Influence people

Saturday, May 6, 2017

10 Must-Try Meeting Innovations


If you had to identify, in one word, the reason why the human race
has not achieved, and never will achieve, its full potential,
that word would be "meetings."

― Dave Barry

Why must attendees―and the rest of our species―stultify, when great meeting designs abound?

In
Meeting Design, Adrian Segar outlines 10:

Elementary

An "elementary" meeting maps a familiar event onto the meeting. The familiar event―for example, a holiday dinner, a wedding, a court trial, an autopsy, a science experiment, or a club outing―functions like a metaphor.

Participation-rich

A participant-rich meeting substitutes experiential learning for the "expert broadcast." Attendees interact with each other, rather than listen to a speaker. Popular variations include the affinity group, roundtable, fishbowl, pair share, seat swap, guided discussion, and World CafĂ©.

Participant-driven


A participant-driven meeting lets attendees pick topics. Post-Its are distributed during breakfast that let attendees "crowdsource" topics. The impromptu approach may feel chaotic, but 25 years of research has shown over half the topics offered at conferences are irrelevant to attendees.

Small niche

The small niche meeting―the opposite of the industry convention―connects 100 people or fewer through a "micro event" where they don't waste a moment's time navigating crowds of strangers, or listening to motivational lectures they won’t remember in a week.

Short plenary

The short plenary is a TED-style or "lightning” talk. The format is doubly effective when paired with a follow-on breakout (or breakouts) with the speaker.

Learning and action


Adding a facilitated, end-of-day roundup to a meeting improves outcomes. It lets attendees recap what they learned, deepen connections with others, and find out what they missed. Popular formats include the "personal introspective" (attendees reflect on the changes they want to make as a result of what they learned) and the "group-spective" (attendees publicly evaluate the event's content and discuss next steps).

Sensitive topic

While a large meeting isn't a safe place for confidential discussions, small peer-groups can be convened to explore sensitive professional topics. Everyone must commit up front to the statement, “What we share here stays here,” and agree others have the freedom to ask questions and speak their minds.

Movement

Ten minutes of sitting slows blood-flow to the brain. Letting attendees move around mitigates the bad effects. Meeting facilitators can lead attendees in fast, frequent stand-in-place exercises; or conduct entire sessions standing up; or lead strolls around the room―or, better yet, through a beautiful spot outdoors (provided it's ADA-compliant).

Surprise

A meeting where significant parts of the program surprise attendees will have better outcomes. That's because they're instinctively wary of new formats and may opt out of experiential learning. By surprising them, they'll discover rewarding new ways to learn and connect.

Solution room

A "Solution Room" runs 90 to 120 minutes. After an intro, attendees are asked to describe a personal challenge for which they'd like peer advice. They then gather at small roundtables and mind-map the challenges on paper. Seat swaps allow each attendee to get―and give―advice. At the start of a meeting, Solution Rooms help groups of six to eight people connect, and are good for introducing new attendees into a community.

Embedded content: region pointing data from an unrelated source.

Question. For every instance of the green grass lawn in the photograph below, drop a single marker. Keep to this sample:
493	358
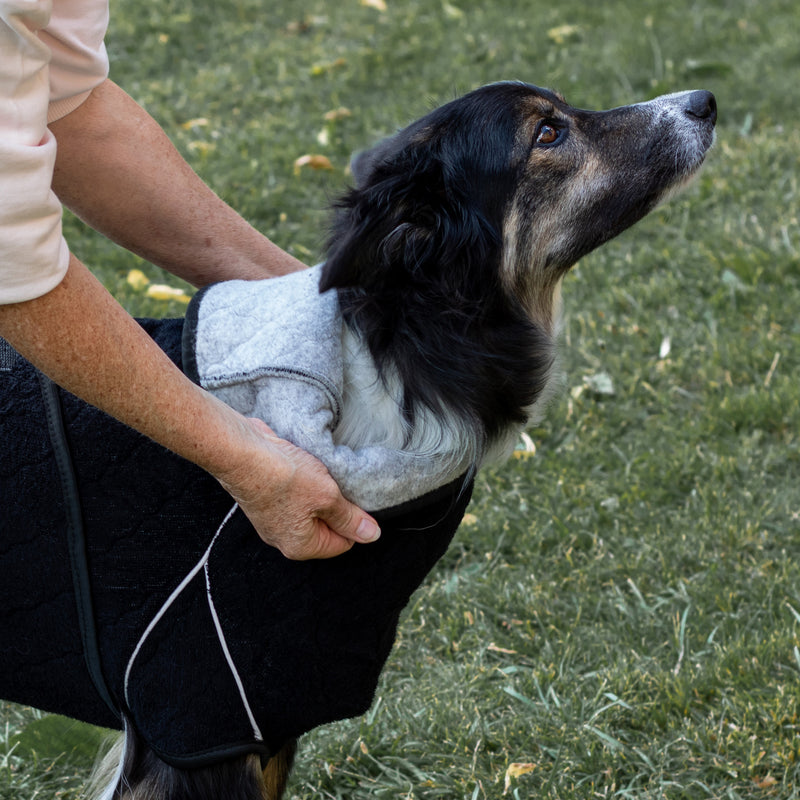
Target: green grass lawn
620	613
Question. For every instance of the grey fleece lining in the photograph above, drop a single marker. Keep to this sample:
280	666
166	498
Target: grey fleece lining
273	349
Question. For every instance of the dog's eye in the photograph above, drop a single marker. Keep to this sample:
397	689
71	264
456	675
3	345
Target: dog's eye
547	133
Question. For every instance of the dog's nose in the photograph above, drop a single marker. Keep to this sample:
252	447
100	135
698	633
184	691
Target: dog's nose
703	105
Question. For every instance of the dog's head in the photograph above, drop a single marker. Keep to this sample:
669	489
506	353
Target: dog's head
509	181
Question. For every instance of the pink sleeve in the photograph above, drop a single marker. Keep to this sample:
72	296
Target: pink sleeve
33	253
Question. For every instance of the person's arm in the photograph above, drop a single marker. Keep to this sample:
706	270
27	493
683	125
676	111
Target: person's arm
118	171
83	340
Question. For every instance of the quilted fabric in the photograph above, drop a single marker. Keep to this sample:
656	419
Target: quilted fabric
272	349
252	650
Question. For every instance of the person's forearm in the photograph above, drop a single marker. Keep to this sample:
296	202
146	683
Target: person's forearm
118	171
82	339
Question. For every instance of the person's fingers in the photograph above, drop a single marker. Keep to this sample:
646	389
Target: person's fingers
316	521
349	521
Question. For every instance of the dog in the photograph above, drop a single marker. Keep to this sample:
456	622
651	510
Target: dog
445	262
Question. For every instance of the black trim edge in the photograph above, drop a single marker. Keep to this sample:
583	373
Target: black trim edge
75	539
189	336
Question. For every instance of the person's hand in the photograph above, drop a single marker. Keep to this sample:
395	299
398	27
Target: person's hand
293	502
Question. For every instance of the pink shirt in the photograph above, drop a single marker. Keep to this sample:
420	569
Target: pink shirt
51	56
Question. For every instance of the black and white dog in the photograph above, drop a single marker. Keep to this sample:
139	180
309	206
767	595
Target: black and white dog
445	263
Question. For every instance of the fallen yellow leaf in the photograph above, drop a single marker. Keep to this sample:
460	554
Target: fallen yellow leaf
495	649
137	280
158	291
199	122
515	771
561	33
335	114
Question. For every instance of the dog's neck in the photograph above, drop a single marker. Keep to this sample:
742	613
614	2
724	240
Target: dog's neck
374	406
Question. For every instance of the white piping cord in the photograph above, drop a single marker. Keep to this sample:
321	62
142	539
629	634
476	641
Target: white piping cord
229	659
201	564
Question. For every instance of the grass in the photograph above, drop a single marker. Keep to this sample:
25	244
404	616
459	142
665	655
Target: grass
620	613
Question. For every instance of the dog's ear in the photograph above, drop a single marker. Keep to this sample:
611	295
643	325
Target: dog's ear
383	226
408	220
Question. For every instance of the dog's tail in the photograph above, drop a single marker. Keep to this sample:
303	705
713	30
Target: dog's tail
131	771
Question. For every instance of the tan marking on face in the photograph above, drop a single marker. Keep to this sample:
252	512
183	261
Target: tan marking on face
532	236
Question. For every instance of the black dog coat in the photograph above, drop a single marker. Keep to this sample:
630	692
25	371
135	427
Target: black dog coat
114	601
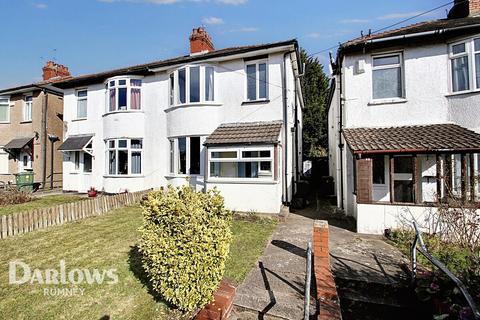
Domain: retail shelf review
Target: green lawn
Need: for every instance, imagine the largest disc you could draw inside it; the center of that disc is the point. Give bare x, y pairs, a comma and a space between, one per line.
105, 242
37, 203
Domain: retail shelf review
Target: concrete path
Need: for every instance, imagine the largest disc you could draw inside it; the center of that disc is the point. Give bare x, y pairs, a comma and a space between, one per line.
275, 288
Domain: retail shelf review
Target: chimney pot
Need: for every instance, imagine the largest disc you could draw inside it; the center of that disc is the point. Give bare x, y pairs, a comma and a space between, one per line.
53, 70
200, 41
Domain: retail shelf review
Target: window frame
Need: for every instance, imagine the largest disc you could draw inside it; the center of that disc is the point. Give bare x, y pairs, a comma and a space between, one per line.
116, 148
257, 80
400, 65
27, 105
175, 100
240, 158
128, 85
7, 105
81, 99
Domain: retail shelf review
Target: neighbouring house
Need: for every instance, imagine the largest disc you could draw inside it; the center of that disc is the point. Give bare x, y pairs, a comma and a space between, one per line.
29, 115
228, 118
404, 120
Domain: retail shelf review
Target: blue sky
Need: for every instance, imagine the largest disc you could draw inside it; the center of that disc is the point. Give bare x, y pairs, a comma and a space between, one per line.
94, 35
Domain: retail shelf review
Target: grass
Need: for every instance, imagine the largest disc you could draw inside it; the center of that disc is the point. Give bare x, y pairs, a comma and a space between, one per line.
37, 203
100, 243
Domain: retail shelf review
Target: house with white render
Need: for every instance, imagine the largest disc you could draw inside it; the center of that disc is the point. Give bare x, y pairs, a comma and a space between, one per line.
404, 120
229, 119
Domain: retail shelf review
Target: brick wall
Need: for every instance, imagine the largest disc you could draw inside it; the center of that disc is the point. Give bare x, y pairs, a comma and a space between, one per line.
328, 301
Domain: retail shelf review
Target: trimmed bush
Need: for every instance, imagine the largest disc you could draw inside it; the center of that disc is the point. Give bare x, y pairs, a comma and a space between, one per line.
14, 196
185, 242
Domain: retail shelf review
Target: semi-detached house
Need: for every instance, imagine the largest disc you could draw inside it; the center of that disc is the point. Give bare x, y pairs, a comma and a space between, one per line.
404, 121
229, 118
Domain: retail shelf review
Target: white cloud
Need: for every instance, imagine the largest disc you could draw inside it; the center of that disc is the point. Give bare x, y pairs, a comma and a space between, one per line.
213, 20
398, 15
40, 5
348, 21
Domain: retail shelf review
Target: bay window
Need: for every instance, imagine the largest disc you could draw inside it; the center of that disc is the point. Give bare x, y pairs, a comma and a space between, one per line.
192, 84
124, 94
241, 163
4, 109
124, 156
185, 155
387, 80
257, 79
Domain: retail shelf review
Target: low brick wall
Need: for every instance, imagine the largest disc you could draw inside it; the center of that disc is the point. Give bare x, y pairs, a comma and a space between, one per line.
23, 222
328, 301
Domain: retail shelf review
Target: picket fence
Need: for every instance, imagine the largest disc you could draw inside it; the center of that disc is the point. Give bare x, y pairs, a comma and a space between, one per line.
27, 221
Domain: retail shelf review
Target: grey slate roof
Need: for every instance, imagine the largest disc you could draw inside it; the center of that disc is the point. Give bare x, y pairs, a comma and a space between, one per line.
246, 133
412, 139
74, 143
18, 143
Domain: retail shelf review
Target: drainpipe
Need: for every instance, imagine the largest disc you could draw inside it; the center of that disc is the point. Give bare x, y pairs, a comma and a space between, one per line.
285, 124
44, 138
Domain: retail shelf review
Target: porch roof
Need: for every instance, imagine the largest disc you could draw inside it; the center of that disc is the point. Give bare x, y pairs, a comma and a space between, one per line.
18, 143
75, 143
246, 133
412, 139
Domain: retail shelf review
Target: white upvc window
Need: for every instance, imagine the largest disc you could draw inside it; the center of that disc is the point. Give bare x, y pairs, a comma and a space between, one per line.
387, 76
3, 161
124, 93
241, 163
465, 65
4, 110
192, 84
82, 104
257, 80
124, 157
27, 108
185, 155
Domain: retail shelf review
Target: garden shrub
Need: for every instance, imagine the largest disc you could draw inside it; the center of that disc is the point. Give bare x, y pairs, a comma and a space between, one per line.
185, 242
14, 196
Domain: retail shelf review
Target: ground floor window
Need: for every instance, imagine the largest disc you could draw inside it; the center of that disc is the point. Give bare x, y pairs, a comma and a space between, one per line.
241, 163
124, 156
185, 155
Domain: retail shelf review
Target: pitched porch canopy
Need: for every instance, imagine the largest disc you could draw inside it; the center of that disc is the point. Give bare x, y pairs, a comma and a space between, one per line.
243, 151
77, 143
415, 164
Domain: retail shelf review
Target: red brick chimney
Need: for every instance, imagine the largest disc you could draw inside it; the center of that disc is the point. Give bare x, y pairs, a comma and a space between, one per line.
464, 8
54, 70
200, 41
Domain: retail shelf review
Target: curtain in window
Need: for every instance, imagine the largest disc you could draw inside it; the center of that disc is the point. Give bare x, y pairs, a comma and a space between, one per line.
112, 99
209, 84
136, 162
460, 74
135, 99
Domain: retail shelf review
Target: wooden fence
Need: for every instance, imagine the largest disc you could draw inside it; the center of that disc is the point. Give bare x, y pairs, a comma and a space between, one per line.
27, 221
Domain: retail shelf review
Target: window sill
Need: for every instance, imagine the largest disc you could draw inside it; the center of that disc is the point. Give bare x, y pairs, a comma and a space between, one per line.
241, 181
122, 111
261, 101
463, 93
124, 176
192, 105
386, 101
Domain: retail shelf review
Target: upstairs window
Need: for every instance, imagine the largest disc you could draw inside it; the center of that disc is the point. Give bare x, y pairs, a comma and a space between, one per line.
124, 94
257, 78
4, 109
387, 77
192, 84
81, 104
27, 108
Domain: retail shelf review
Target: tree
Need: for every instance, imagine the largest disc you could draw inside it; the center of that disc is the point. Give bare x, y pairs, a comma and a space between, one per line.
315, 88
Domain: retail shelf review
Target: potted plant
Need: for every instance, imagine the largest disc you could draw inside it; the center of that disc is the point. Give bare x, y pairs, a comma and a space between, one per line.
92, 192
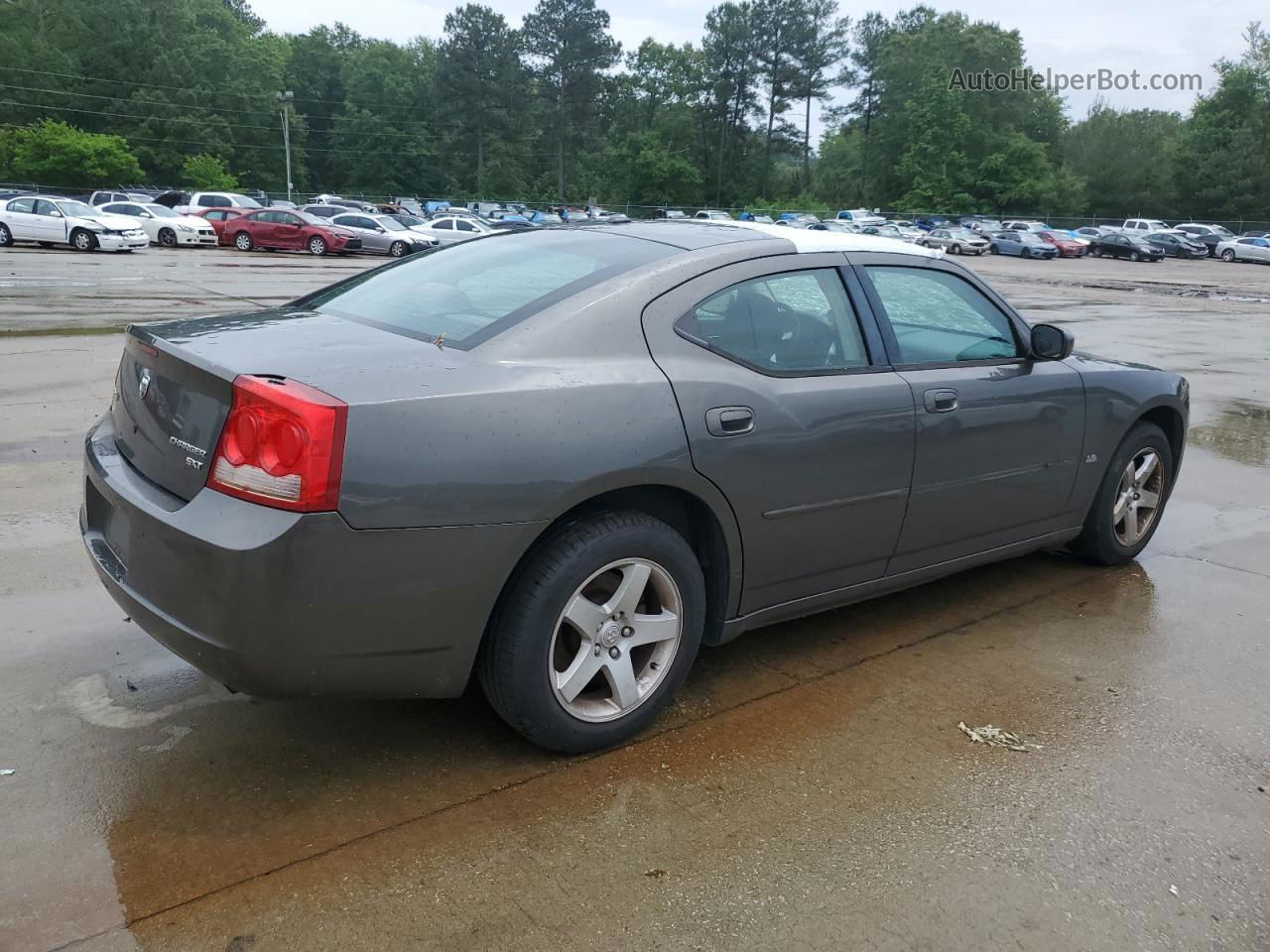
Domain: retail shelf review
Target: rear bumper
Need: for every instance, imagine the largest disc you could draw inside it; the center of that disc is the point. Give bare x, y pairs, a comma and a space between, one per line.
277, 603
118, 243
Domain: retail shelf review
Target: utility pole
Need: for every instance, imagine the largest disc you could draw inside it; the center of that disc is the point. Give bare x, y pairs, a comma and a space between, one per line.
284, 100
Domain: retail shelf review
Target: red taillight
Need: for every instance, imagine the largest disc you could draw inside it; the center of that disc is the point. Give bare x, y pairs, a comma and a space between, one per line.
282, 445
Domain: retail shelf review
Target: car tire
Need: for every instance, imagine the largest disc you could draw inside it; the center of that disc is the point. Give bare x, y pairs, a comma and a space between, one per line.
1112, 531
531, 645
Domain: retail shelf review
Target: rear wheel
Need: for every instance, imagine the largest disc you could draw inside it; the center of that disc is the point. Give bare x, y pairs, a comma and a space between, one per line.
1130, 499
595, 634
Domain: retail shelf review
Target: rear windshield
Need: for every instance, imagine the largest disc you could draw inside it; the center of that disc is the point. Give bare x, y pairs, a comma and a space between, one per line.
468, 293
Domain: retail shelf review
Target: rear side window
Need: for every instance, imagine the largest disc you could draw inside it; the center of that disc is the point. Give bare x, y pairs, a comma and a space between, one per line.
475, 290
939, 317
792, 322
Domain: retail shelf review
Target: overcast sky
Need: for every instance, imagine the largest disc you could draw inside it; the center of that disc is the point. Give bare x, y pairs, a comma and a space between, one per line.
1066, 36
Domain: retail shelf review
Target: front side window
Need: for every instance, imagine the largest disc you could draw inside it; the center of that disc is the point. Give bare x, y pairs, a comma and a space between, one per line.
792, 322
939, 317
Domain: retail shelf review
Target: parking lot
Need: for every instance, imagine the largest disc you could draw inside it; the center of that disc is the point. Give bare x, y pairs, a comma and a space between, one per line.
810, 788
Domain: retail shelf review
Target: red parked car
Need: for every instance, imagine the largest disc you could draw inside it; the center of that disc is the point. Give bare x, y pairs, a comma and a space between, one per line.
1066, 245
218, 218
291, 231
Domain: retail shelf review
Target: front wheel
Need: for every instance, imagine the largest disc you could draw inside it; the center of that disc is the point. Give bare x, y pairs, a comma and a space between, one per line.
595, 634
1130, 499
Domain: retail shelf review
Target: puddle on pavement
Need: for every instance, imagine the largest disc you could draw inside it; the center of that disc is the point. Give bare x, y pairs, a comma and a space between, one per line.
873, 752
1241, 431
255, 785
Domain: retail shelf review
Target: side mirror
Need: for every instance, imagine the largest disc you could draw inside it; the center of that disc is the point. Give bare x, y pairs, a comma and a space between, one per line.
1051, 343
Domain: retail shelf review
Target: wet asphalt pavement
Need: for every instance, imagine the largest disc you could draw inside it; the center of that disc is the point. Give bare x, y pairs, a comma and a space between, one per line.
810, 788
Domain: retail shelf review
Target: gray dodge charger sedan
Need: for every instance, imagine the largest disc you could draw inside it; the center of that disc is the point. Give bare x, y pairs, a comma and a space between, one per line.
564, 460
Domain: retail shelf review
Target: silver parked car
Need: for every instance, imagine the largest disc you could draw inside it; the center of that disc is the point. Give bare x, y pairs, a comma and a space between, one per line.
448, 229
567, 458
384, 234
955, 241
1246, 249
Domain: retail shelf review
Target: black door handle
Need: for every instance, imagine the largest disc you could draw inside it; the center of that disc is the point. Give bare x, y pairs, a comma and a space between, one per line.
940, 402
729, 420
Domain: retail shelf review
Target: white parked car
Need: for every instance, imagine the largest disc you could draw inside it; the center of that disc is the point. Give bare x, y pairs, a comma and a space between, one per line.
64, 221
1252, 249
217, 199
458, 227
164, 226
1141, 227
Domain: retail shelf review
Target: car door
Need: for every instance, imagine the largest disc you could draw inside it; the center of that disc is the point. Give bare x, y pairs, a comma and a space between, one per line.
289, 230
998, 433
49, 223
793, 413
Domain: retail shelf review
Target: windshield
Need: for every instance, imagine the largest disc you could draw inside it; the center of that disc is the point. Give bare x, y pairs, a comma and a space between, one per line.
75, 208
471, 291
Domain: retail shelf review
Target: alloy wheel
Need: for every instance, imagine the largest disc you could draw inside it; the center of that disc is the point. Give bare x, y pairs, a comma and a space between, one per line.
1138, 497
615, 640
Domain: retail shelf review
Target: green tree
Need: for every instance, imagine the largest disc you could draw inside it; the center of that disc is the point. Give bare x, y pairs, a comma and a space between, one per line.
570, 42
55, 154
207, 173
479, 73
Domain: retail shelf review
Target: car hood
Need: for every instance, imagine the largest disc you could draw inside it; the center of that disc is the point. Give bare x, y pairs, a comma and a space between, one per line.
117, 222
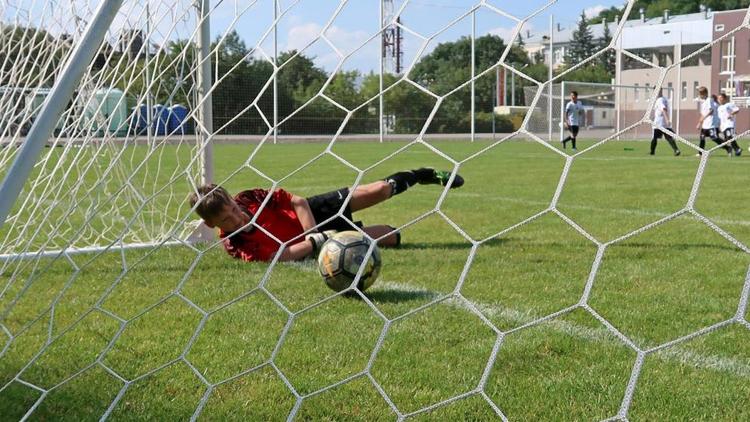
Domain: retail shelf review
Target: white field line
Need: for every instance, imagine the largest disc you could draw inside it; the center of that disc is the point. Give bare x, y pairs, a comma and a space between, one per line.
675, 353
562, 207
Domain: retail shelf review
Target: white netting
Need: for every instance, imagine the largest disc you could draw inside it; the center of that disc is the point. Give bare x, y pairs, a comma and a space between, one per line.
107, 181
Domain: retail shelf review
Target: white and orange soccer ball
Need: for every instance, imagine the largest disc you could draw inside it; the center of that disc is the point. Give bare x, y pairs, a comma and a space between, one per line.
342, 256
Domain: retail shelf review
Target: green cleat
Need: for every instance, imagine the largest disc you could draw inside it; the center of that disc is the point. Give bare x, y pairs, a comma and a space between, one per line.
430, 176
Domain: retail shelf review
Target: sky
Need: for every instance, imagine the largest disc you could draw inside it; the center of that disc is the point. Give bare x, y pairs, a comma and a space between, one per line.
355, 25
348, 26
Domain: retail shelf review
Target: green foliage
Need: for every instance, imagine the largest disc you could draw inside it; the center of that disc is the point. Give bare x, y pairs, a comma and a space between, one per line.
589, 73
582, 45
655, 8
610, 15
608, 59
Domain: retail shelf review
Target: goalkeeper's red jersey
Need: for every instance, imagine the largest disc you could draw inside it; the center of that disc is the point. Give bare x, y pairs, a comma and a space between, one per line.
278, 218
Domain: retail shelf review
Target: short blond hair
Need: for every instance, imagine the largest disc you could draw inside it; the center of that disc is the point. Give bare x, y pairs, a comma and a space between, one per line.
211, 199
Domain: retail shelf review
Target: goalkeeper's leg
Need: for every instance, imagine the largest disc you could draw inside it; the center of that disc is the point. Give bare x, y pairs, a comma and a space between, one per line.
715, 138
374, 193
387, 235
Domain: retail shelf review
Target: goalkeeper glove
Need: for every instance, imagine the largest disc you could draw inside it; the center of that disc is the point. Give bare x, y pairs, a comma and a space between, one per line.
318, 239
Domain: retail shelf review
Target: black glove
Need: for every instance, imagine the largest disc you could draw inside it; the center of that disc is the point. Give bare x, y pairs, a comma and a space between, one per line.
318, 239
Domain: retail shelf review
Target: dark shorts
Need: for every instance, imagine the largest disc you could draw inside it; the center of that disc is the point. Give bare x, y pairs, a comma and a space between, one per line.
326, 205
658, 133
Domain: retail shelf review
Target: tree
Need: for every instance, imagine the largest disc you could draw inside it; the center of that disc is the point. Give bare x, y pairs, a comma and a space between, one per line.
582, 45
610, 15
449, 65
655, 8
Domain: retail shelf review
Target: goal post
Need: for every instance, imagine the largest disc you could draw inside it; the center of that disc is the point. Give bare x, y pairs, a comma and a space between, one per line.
98, 109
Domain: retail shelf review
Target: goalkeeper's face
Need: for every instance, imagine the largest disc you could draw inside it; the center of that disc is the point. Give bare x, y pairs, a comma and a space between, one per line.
229, 219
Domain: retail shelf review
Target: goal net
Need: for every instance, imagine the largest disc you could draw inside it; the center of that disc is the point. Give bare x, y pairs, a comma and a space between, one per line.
608, 109
519, 292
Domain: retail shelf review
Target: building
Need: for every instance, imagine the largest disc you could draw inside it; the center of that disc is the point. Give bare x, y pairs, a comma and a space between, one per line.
723, 66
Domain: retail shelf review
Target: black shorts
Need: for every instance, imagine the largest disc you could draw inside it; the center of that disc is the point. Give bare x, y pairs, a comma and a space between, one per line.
326, 205
659, 132
711, 133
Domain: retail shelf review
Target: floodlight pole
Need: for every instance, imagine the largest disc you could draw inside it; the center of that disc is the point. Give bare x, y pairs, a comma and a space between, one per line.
562, 111
679, 86
550, 75
275, 74
54, 105
382, 56
147, 76
473, 71
618, 83
204, 92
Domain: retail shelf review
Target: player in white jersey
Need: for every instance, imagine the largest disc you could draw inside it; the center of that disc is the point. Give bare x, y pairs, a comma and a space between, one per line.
727, 113
662, 124
573, 118
706, 124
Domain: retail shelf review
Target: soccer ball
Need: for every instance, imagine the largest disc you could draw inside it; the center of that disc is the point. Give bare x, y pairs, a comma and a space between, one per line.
341, 257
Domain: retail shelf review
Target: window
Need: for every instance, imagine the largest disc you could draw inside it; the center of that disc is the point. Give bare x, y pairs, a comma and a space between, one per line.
727, 56
630, 63
700, 59
728, 88
666, 58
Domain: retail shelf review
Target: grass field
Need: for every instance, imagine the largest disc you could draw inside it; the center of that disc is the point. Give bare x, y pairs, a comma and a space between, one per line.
455, 327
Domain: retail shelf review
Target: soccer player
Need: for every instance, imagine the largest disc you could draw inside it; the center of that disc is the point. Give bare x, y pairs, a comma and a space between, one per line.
573, 117
661, 122
286, 216
708, 122
727, 112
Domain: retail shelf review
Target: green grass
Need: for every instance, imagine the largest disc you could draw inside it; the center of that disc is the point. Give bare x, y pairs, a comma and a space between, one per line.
156, 334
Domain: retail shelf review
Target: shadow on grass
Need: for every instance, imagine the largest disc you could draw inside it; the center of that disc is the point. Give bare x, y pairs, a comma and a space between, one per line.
390, 295
449, 245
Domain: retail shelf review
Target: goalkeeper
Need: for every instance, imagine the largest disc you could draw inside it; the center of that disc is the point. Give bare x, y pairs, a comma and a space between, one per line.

Meeting Design is free―and well worth a look.

3 comments:

  1. Thanks Bob for an excellent summary of my article! Interested readers can see more of my musings on event design at www.conferencesthatwork.com.

    ReplyDelete
  2. You are the man! I urge event planners to visit your website, follow you, and read your two exceptional books.

    ReplyDelete
    Replies
    1. Thank you Bob! I learn a lot from you too…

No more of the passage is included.